By demonstrating LRASM from the B-2 during a major regional exercise, the Air Force appears to be communicating several things at once. First, it is showing that stealth bombers can participate directly in maritime targeting. Second, it is reinforcing the idea that the United States can integrate air, naval, and allied capabilities in a coordinated strike environment. Third, it is reminding observers that older platforms can gain new relevance through weapons integration.

The B-2 is not a new aircraft, but new weapons can significantly alter the military value of an existing platform. That is part of what makes this disclosure meaningful. It is less about a new bomber entering service than about a mature bomber acquiring a more flexible and strategically potent loadout.
What remains unclear
The announcement still leaves important questions unanswered. The public release does not detail how many LRASMs the bomber can carry, how long the integration has been in place, or whether the capability is already fully fielded across the B-2 force. It also does not explain whether the weapon’s employment was part of a broader doctrine shift or primarily a milestone demonstration.
Those omissions are not surprising. Capabilities involving stealth aircraft and anti-ship weapons are sensitive, and services often reveal only what they think is useful for deterrence or messaging. Still, even the limited facts now on the record are enough to reshape outside assessments of the B-2’s maritime role.

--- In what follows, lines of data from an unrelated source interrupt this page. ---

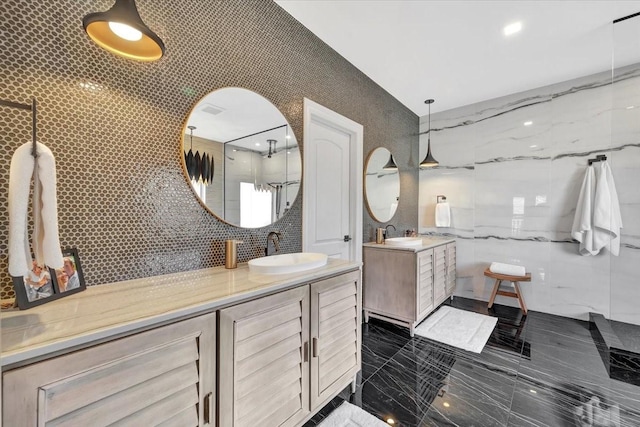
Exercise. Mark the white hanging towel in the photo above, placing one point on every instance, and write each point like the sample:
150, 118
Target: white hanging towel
45, 240
582, 229
443, 214
607, 220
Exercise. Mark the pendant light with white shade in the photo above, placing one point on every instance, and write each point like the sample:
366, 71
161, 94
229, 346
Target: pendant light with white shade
429, 161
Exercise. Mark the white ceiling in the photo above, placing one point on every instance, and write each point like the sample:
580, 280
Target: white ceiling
455, 51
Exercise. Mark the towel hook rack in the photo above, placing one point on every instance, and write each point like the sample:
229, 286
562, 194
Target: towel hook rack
599, 158
34, 119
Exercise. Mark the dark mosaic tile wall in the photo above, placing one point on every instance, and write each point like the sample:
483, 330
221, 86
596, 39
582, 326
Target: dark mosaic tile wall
114, 125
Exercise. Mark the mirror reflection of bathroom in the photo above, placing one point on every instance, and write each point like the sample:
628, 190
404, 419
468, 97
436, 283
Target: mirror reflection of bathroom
382, 185
242, 157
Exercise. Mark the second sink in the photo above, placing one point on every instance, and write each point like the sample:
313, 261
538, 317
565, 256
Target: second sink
403, 241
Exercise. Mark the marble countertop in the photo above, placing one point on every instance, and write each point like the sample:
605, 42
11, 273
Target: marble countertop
116, 309
427, 243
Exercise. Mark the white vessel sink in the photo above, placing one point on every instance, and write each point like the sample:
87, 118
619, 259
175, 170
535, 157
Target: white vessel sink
404, 241
287, 263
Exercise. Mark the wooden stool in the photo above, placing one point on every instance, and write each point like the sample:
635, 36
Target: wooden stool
514, 279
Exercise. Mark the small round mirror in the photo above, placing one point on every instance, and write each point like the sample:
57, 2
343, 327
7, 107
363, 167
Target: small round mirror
241, 158
382, 185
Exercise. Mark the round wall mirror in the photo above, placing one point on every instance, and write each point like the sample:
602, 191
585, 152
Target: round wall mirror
382, 185
241, 158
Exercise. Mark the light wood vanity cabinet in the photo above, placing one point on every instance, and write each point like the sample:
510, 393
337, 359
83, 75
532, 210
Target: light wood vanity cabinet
404, 285
252, 360
283, 356
162, 376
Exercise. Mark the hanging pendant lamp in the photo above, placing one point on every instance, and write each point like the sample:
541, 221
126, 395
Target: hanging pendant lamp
120, 30
429, 161
391, 165
189, 158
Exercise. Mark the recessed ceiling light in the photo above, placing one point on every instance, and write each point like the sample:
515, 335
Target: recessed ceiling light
512, 28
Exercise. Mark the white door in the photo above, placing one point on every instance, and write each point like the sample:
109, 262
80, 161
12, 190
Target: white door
332, 193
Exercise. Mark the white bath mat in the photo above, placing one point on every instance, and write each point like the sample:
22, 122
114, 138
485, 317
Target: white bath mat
459, 328
348, 415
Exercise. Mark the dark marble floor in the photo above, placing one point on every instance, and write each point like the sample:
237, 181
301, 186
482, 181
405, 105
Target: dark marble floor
538, 370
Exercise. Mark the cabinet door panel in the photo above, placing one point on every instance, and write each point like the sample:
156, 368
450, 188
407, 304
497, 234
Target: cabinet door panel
439, 274
150, 378
335, 332
264, 372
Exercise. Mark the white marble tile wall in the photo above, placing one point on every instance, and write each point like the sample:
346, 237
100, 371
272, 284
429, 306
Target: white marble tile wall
511, 169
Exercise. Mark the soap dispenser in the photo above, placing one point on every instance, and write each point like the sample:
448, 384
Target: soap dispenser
231, 253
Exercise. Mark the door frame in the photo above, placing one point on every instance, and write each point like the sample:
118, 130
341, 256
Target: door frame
314, 112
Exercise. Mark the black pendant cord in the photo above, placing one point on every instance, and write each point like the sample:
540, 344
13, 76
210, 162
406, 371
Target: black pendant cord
34, 119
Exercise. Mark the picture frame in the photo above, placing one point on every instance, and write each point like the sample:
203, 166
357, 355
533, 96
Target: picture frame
44, 284
69, 279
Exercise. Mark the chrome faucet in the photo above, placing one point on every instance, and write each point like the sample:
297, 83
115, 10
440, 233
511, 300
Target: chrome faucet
274, 237
386, 230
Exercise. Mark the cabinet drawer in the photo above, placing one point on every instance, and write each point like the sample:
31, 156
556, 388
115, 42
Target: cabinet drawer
154, 377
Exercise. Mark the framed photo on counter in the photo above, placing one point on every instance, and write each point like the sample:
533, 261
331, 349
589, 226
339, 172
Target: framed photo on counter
44, 284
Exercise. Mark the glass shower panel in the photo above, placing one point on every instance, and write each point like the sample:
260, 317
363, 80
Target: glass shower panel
625, 164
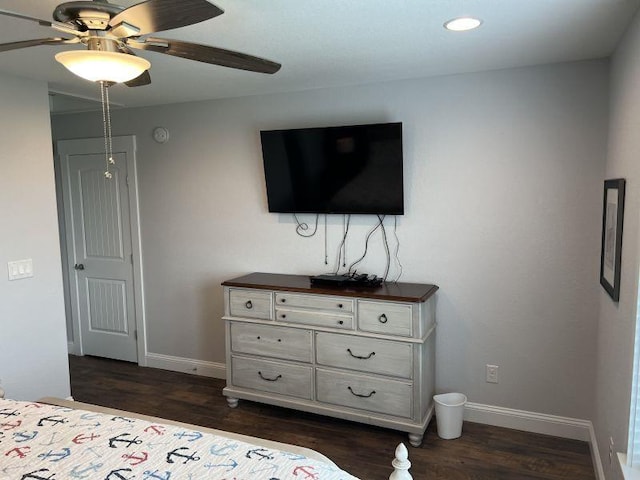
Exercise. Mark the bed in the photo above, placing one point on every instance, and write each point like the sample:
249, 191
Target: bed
56, 439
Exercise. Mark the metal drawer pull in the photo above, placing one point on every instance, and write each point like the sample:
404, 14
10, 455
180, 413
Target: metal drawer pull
269, 379
360, 395
359, 357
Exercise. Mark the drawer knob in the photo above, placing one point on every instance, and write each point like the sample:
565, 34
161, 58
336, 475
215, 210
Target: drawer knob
359, 357
373, 392
269, 379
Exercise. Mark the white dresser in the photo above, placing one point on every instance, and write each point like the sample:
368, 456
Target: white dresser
364, 354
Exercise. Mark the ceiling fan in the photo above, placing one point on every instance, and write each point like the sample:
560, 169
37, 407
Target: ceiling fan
111, 33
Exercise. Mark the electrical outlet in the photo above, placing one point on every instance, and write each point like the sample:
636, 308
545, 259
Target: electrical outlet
492, 373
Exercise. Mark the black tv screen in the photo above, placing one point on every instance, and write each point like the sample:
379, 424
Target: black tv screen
345, 170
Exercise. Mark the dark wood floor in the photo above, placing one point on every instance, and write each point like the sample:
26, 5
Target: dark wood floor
482, 453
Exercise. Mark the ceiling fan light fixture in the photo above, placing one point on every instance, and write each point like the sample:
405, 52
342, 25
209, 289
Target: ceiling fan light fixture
462, 24
97, 65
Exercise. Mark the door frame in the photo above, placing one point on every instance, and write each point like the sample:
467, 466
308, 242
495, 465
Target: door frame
65, 217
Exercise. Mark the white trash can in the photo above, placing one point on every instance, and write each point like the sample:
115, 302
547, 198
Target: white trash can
449, 414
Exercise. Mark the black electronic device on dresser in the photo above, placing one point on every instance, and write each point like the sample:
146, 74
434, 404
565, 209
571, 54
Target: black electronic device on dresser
356, 169
356, 280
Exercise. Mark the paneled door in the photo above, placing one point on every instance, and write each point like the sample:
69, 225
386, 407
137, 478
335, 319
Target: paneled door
100, 255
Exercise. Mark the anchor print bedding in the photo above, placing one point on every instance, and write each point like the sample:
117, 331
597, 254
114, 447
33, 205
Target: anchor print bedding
47, 442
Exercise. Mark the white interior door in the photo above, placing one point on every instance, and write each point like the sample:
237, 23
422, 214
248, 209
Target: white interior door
99, 246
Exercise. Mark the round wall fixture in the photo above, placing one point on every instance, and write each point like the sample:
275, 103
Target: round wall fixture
161, 135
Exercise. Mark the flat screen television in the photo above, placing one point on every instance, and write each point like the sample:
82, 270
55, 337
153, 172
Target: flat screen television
353, 169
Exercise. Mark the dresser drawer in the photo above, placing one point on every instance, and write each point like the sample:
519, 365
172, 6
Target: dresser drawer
365, 354
270, 341
320, 319
385, 317
390, 397
330, 304
250, 304
274, 377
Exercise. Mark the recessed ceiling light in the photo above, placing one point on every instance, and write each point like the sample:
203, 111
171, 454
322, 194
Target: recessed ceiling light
462, 24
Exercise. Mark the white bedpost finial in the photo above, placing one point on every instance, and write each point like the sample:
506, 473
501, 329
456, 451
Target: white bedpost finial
401, 464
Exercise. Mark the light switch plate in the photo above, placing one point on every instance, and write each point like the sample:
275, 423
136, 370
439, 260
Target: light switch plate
20, 269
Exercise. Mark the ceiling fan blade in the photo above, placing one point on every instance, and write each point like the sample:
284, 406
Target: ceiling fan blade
143, 79
158, 15
207, 54
5, 47
63, 27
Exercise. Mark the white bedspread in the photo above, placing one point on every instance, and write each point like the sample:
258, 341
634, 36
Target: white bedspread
46, 442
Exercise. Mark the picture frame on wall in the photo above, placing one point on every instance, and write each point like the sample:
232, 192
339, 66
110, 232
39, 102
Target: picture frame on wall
612, 220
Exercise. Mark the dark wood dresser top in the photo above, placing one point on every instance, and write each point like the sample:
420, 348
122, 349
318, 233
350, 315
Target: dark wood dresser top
400, 292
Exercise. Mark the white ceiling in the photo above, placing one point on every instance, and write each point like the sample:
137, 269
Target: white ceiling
324, 43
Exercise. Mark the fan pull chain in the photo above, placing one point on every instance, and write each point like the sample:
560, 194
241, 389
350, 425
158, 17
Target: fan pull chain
106, 124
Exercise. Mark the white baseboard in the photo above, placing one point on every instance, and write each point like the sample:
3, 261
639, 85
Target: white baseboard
557, 426
73, 348
186, 365
564, 427
595, 454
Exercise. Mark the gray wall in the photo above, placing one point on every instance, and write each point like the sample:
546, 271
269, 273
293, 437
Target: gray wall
617, 322
33, 343
503, 188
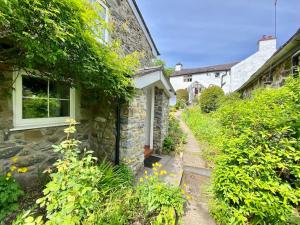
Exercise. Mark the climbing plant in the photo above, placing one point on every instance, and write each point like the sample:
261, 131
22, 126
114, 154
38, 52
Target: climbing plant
63, 40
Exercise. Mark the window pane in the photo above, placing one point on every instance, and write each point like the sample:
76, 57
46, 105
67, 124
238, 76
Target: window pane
58, 90
34, 87
35, 108
59, 108
34, 97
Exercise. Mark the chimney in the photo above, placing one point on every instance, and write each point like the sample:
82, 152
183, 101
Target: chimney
267, 43
178, 67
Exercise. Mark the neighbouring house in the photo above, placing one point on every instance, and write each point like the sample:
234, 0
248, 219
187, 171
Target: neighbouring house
194, 91
229, 76
284, 62
202, 77
116, 131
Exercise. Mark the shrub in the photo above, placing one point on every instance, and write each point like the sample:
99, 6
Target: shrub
162, 204
182, 98
257, 178
209, 98
10, 192
176, 137
206, 129
82, 192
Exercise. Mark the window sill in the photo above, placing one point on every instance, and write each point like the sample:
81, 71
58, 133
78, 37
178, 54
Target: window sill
30, 127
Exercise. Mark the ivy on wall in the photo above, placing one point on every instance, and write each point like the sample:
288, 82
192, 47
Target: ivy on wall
62, 40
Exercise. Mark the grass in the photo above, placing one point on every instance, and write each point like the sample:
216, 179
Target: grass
206, 129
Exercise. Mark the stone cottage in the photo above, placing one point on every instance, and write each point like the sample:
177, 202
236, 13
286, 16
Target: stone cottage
115, 131
284, 62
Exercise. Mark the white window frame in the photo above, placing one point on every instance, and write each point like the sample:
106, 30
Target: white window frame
106, 34
23, 124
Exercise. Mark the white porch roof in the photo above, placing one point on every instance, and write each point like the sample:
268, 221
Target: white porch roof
154, 76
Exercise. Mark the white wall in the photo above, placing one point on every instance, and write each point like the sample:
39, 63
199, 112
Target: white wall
242, 71
205, 79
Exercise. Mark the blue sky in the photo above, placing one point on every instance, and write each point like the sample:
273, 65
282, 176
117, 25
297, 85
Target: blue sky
206, 32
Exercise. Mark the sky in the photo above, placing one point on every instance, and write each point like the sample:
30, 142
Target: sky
208, 32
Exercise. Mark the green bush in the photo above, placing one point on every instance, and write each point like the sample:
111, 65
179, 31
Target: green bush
176, 137
182, 98
257, 177
207, 130
10, 192
83, 192
209, 98
163, 204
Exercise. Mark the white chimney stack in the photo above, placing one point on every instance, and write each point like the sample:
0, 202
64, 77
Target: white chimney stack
267, 43
178, 67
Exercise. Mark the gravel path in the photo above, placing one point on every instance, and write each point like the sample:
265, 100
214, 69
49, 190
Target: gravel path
196, 179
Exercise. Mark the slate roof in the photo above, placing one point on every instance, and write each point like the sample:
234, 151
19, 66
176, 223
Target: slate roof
214, 68
279, 55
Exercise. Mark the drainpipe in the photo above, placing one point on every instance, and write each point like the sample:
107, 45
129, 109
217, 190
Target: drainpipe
118, 132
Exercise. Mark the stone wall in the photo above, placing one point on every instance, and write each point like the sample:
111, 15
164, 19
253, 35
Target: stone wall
127, 29
97, 128
161, 119
133, 131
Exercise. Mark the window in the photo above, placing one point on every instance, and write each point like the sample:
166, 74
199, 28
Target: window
41, 102
188, 78
103, 13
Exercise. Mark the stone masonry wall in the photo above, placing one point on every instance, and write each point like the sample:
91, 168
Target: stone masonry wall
97, 124
161, 119
33, 147
127, 29
133, 131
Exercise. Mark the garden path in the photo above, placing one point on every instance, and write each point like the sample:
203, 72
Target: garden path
196, 178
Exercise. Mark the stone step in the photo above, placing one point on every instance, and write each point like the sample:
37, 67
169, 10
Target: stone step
197, 170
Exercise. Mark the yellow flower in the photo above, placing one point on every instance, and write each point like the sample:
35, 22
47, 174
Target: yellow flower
13, 168
22, 170
163, 172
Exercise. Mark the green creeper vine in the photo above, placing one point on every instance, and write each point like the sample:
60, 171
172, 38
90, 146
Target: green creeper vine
62, 40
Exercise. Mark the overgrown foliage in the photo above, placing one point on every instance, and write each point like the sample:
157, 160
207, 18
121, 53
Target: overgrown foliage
83, 192
10, 192
162, 204
207, 130
63, 40
257, 173
257, 178
209, 98
176, 137
182, 98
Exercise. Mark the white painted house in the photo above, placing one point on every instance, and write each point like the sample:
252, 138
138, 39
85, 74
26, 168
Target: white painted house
229, 76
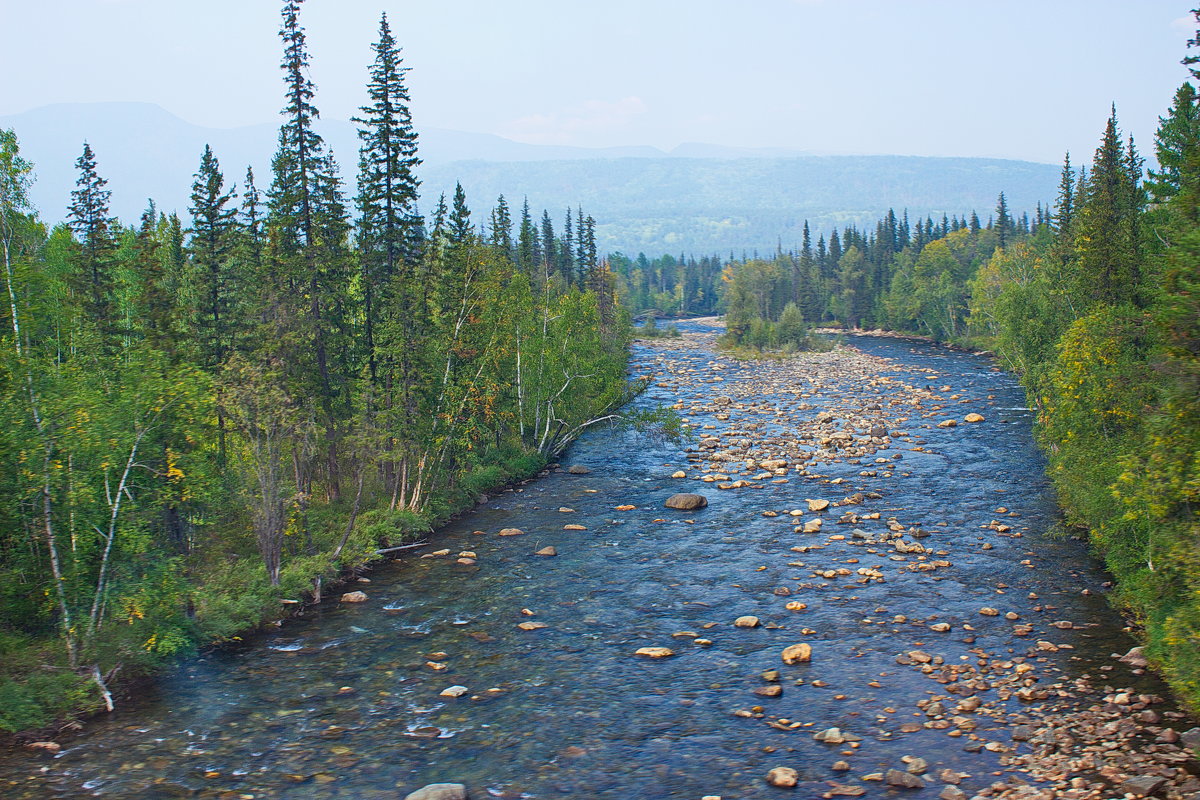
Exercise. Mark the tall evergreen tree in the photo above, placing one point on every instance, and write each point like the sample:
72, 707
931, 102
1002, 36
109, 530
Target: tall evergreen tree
93, 226
390, 227
213, 238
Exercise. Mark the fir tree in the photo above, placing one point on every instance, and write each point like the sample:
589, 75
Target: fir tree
90, 222
213, 238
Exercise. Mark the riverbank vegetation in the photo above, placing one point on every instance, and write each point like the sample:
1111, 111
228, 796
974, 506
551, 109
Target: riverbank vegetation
203, 417
1095, 302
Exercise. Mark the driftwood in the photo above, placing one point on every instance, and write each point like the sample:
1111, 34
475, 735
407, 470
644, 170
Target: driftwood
402, 547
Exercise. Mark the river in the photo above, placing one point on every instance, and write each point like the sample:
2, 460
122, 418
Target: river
346, 701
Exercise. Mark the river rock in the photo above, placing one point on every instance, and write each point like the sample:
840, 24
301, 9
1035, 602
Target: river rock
655, 653
904, 780
1191, 739
797, 654
1143, 786
1135, 657
784, 777
439, 792
687, 501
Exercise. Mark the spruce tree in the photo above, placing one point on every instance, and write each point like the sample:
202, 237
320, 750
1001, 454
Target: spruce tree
213, 238
93, 226
389, 226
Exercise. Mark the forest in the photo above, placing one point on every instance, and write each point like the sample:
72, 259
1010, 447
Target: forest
207, 419
1093, 301
204, 419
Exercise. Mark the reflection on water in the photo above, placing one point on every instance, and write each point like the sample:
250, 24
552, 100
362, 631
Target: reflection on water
347, 702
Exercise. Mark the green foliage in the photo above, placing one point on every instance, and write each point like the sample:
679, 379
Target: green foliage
197, 423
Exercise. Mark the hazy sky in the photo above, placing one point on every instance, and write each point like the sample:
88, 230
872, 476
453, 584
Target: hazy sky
1018, 79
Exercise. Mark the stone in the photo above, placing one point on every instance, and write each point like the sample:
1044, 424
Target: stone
904, 780
1143, 786
1135, 657
784, 777
439, 792
687, 501
655, 653
797, 654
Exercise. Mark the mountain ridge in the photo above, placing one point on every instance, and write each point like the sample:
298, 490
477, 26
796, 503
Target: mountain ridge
696, 197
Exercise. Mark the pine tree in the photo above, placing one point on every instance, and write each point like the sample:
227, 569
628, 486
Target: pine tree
389, 227
213, 236
307, 222
502, 229
1108, 268
527, 241
93, 226
460, 218
1003, 221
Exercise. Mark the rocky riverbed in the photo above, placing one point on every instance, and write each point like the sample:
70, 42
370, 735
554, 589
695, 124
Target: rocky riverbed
868, 605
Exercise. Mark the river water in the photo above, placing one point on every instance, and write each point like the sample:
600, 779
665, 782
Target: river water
346, 701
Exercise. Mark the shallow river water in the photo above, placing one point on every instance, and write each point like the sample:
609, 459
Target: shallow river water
345, 703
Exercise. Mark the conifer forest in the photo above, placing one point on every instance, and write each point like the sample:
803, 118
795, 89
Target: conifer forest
216, 423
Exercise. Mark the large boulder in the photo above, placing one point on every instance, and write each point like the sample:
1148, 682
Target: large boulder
439, 792
687, 501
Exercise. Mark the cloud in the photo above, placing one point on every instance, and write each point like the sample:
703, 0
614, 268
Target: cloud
576, 124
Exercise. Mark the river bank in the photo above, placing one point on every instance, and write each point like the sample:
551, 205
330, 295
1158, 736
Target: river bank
947, 632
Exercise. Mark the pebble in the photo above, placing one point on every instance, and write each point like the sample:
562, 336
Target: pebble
784, 777
655, 653
439, 792
797, 654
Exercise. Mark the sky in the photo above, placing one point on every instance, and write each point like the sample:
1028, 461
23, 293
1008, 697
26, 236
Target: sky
1014, 79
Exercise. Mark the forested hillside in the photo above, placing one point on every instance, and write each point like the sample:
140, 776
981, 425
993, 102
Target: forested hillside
202, 417
1093, 301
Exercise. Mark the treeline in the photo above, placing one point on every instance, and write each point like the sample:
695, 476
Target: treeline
203, 417
1095, 302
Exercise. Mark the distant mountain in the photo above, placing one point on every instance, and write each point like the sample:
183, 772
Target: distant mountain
697, 198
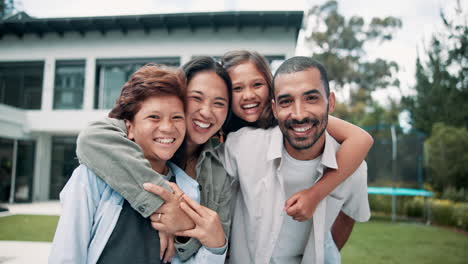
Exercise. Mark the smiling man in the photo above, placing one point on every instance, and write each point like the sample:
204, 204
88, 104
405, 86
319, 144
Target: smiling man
287, 159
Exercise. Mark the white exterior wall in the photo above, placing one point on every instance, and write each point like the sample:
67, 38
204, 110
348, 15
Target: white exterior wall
42, 124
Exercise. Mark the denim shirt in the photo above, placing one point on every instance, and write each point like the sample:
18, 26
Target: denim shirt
103, 147
90, 210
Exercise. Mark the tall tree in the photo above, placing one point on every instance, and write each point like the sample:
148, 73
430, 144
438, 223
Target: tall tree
6, 8
339, 43
442, 78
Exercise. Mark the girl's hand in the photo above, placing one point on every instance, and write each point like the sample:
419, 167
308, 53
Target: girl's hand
301, 205
208, 229
169, 217
166, 248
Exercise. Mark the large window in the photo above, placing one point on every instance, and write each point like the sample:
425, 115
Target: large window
69, 84
22, 177
112, 74
64, 161
21, 84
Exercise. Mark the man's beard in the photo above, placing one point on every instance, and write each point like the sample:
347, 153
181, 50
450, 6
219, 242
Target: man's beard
302, 143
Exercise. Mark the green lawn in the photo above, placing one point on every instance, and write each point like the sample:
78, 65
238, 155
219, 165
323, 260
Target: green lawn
28, 227
378, 241
385, 242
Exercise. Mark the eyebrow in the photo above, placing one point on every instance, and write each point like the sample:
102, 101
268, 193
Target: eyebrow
313, 91
216, 98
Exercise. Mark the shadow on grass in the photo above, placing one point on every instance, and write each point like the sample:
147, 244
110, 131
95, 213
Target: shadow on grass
28, 227
403, 241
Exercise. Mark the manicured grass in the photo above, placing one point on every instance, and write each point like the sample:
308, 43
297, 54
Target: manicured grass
403, 242
378, 241
28, 227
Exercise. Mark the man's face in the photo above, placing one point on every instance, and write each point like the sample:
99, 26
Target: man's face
301, 107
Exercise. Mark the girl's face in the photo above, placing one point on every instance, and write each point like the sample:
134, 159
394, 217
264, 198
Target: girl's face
158, 127
207, 106
249, 91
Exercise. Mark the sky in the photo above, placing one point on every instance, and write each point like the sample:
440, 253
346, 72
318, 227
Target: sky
420, 20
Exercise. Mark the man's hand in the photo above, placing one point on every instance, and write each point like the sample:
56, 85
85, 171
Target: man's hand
166, 248
301, 205
169, 218
208, 229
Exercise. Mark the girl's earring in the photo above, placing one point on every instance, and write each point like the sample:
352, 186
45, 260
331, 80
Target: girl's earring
221, 136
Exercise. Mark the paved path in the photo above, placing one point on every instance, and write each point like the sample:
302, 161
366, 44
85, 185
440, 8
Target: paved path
44, 208
21, 252
18, 252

The timing also matters. Exercise Valiant Shield is one of the highest-profile opportunities for the U.S. military to demonstrate combined power projection in the Pacific. Revealing the B-2’s LRASM capability in that context gives the message additional weight. It places the disclosure inside a live operational setting rather than an abstract procurement or testing narrative.
The broader significance
The Air Force’s announcement does not simply add another weapon to a platform checklist. It highlights how the U.S. military is trying to widen the number of ways it can threaten hostile fleets, complicate enemy planning, and distribute combat power across more systems. The B-2’s newly disclosed LRASM role fits squarely within that approach.
For outside observers, the key takeaway is clear: the B-2 Spirit is now publicly known to have an anti-ship strike mission using a stealthy long-range missile, and that capability has already been exercised in the Western Pacific. In a region where maritime power is central to deterrence and conflict planning, that is a consequential update.